We had a hard delivery. First little one was butt first and stuck. We had to pull him. He was dead & half the size of his brother & sister. The boy is named Bulls eye & the girl is dandelion. She is the buckskin.


----------



## Darlaj (Dec 10, 2013)

Sorry bout baby but the other two are to die for


----------



## kccjer (Jan 27, 2012)

Cute babies...so sorry about the 1st one


----------



## Crystal (Jan 20, 2013)

Thanks I've been wanting this doe and they finally sold her to me. The boy I lost looked just like mommy.
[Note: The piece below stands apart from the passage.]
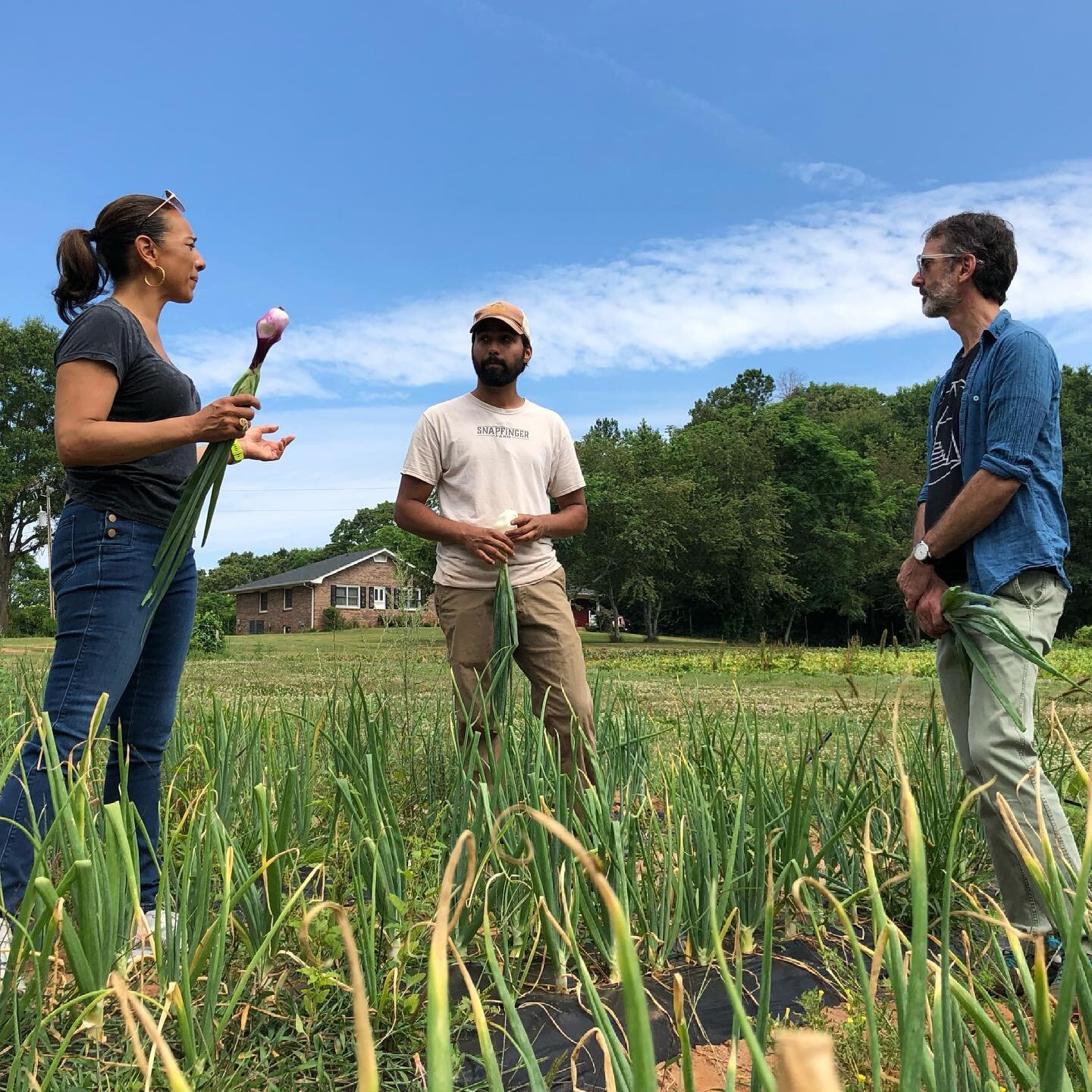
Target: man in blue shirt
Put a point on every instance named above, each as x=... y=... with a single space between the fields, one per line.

My nephew claimed Bulls eye. We will wether him and let him show him.


----------



## Niginewbie (Oct 28, 2013)

They are precious!


----------



## maple hill farm tina (Mar 14, 2010)

Very, very cute. So sorry you lost one.


----------



## LuvMyNigies (Sep 14, 2013)

So sorry to hear about the one you lost, but the others are super precious! We just had our first set of kids too and we just love to see pictures of others!!


----------



## toth boer goats (Jul 20, 2008)

Sorry for the loss, but look at those other cute babies, congrats.


----------



## recentcoin (Jan 5, 2014)

The suvivors are adorable. Enjoy them.

Sent from my SM-P600 using GoatSpot


----------



## NyGoatMom (Jan 26, 2013)

Congrats! Sorry you had one stillborn  But the others are really cute!


----------



## HoosierShadow (Apr 20, 2010)

Awww they are adorable, love the coloring!!! Very sorry for the one you lost


----------